Bear with me... this will take some "explaining" without being able to do a drawing and point to it.
It is an idea not mentioned above.
Before I start, let me say that I like the "drive an alternator with the bike, measure power produced by it" answer... better than my answer! Could someone please address the "but it would count power produced when bike free-wheeling" problem? I suspect it isn't really a problem, but can't quite say why.
So... my alternative answer....
It all started with an exercise bike I sometimes ride. It has an adjustable brake, to make riding it easy or hard.
The brake doesn't work exactly like this, but essentially it does, and what I am going to describe can, I think, be adapted to provide information on power.
In the first place, the "tire" on the bike isn't like a road bike's tire. It is turned by the pedals, but the "tire" surface, that which would touch the road in an ordinary bike, is metal, and flat. Flat and at right angles to the main dimension of the wheel. And about two inches wide. So the wheel is more like a train wheel without the flange, if you see what I mean.
Now, the brake:
The brake consists of a rugged strap. One end is fixed to the bike's frame, then the strap wraps around the wheel, and the other end connects to a spring which connects to a different point on the bike's frame. You can change the tension in the spring. The tighter the strap is held against the wheel, the more friction, the harder it is to pedal.
For my idea to work, you would need the spring to be at the "uphill" end of the "U" of the strap around the wheel. The harder you pedalled, the more the spring would be extended. Only slightly more, but the difference would be there.
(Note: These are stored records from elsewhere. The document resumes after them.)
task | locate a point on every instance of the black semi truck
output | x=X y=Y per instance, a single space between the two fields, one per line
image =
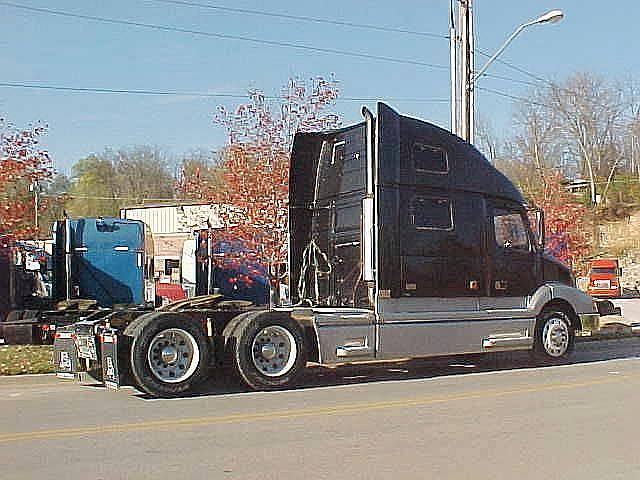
x=404 y=242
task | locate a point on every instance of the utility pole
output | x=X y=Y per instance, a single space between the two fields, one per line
x=35 y=188
x=453 y=66
x=465 y=13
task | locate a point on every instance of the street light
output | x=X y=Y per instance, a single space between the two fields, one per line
x=468 y=77
x=552 y=16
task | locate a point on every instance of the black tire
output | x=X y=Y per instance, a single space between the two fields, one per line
x=554 y=321
x=248 y=331
x=150 y=333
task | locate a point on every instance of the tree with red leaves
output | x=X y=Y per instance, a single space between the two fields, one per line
x=254 y=199
x=565 y=220
x=22 y=163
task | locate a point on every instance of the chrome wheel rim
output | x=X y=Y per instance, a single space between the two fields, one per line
x=274 y=351
x=555 y=336
x=173 y=355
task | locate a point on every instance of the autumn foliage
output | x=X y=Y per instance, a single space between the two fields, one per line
x=566 y=235
x=254 y=198
x=22 y=163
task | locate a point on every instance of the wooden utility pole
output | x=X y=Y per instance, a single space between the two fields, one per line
x=465 y=13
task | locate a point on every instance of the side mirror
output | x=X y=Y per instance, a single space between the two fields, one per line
x=540 y=228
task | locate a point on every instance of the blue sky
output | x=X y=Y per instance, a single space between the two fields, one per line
x=37 y=48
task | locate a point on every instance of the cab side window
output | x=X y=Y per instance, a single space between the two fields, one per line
x=510 y=231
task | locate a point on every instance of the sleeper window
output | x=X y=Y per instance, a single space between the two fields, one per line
x=431 y=213
x=427 y=158
x=510 y=230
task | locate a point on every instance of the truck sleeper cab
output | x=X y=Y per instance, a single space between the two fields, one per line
x=404 y=242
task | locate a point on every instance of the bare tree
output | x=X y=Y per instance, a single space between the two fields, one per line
x=590 y=114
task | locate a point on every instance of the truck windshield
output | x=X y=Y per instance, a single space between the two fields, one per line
x=601 y=270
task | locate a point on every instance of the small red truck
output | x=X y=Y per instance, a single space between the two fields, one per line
x=604 y=278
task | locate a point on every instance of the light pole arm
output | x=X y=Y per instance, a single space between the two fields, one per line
x=517 y=31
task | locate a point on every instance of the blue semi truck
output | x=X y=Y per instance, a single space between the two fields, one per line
x=97 y=265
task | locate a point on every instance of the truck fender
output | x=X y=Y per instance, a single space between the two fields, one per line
x=581 y=304
x=135 y=327
x=306 y=323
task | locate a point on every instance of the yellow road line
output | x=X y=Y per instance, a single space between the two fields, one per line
x=293 y=414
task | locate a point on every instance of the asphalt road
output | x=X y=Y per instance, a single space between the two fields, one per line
x=496 y=416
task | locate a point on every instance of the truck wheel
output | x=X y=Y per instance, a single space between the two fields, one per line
x=555 y=336
x=270 y=352
x=170 y=355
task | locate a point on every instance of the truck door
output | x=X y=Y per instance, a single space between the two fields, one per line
x=512 y=258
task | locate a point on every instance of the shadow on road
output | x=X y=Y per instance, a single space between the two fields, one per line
x=424 y=368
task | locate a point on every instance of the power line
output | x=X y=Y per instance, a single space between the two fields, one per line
x=510 y=79
x=195 y=94
x=517 y=68
x=273 y=43
x=513 y=97
x=379 y=28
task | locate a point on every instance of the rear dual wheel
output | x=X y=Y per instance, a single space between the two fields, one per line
x=269 y=352
x=169 y=355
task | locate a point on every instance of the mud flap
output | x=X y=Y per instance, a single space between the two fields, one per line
x=65 y=355
x=109 y=351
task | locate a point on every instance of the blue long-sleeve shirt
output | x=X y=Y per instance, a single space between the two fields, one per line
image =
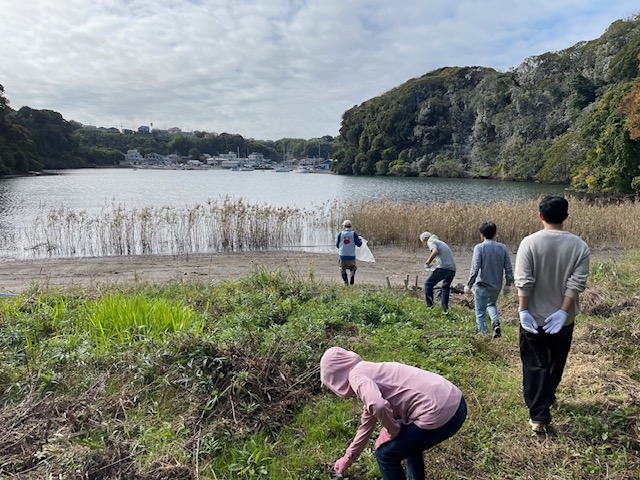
x=490 y=260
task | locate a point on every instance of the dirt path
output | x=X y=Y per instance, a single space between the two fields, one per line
x=391 y=262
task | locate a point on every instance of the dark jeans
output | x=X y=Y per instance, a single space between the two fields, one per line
x=439 y=274
x=543 y=359
x=410 y=444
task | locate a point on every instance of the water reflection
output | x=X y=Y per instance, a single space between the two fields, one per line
x=26 y=204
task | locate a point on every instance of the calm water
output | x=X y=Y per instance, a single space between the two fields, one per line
x=95 y=191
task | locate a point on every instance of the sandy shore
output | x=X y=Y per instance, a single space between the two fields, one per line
x=391 y=262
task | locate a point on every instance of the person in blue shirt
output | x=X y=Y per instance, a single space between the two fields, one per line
x=489 y=263
x=346 y=243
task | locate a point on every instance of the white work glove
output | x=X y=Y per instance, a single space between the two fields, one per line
x=554 y=322
x=527 y=322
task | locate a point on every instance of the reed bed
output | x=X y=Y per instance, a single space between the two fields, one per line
x=218 y=226
x=602 y=226
x=234 y=226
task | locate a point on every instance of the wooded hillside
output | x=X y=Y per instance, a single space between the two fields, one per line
x=571 y=116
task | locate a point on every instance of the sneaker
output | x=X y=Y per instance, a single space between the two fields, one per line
x=538 y=428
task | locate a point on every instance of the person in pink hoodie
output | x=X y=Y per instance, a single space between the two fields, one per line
x=417 y=409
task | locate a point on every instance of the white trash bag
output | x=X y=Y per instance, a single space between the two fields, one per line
x=363 y=253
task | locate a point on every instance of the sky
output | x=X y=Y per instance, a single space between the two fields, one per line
x=264 y=69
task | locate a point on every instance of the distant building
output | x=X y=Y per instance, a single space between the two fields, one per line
x=133 y=157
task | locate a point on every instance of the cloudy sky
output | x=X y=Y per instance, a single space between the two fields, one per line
x=265 y=69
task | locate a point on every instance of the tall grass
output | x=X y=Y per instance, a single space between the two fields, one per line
x=234 y=225
x=390 y=223
x=219 y=225
x=125 y=319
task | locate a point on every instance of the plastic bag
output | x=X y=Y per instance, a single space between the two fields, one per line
x=363 y=253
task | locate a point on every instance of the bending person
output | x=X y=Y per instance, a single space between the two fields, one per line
x=416 y=408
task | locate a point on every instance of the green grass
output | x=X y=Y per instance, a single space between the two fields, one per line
x=220 y=381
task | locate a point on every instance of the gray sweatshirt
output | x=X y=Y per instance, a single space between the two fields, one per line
x=551 y=264
x=490 y=259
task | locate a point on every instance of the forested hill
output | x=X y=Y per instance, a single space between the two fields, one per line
x=571 y=116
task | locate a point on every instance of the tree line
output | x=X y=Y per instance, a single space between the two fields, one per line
x=32 y=140
x=570 y=117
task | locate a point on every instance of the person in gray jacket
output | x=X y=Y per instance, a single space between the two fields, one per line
x=444 y=272
x=552 y=267
x=490 y=262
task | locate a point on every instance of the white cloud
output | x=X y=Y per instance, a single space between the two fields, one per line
x=264 y=69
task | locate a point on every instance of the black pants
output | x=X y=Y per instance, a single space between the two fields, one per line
x=543 y=359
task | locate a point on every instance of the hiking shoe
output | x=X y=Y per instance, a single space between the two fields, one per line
x=538 y=428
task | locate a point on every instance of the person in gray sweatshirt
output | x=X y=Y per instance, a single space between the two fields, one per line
x=490 y=262
x=552 y=268
x=444 y=272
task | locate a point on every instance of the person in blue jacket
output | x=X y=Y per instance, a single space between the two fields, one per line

If you measured the DIFFERENCE in the pull on the frame by the spring between when the wheel were at rest and when the wheel was turning, you would have a measure of the force the cyclist was exerting to overcome the friction, wouldn't you? And you would count the turns of the wheel, throw in the circumferance of the wheel and you have a distance "travelled" Force x Distance = work??
If you didn't want to use a strain gauge, you could, I think, with some "amplificaton" by means of cable and pulleys, measure the slight change in the spring's extension, and calculate the force from that?
As I said... I think the alternator is the way to go!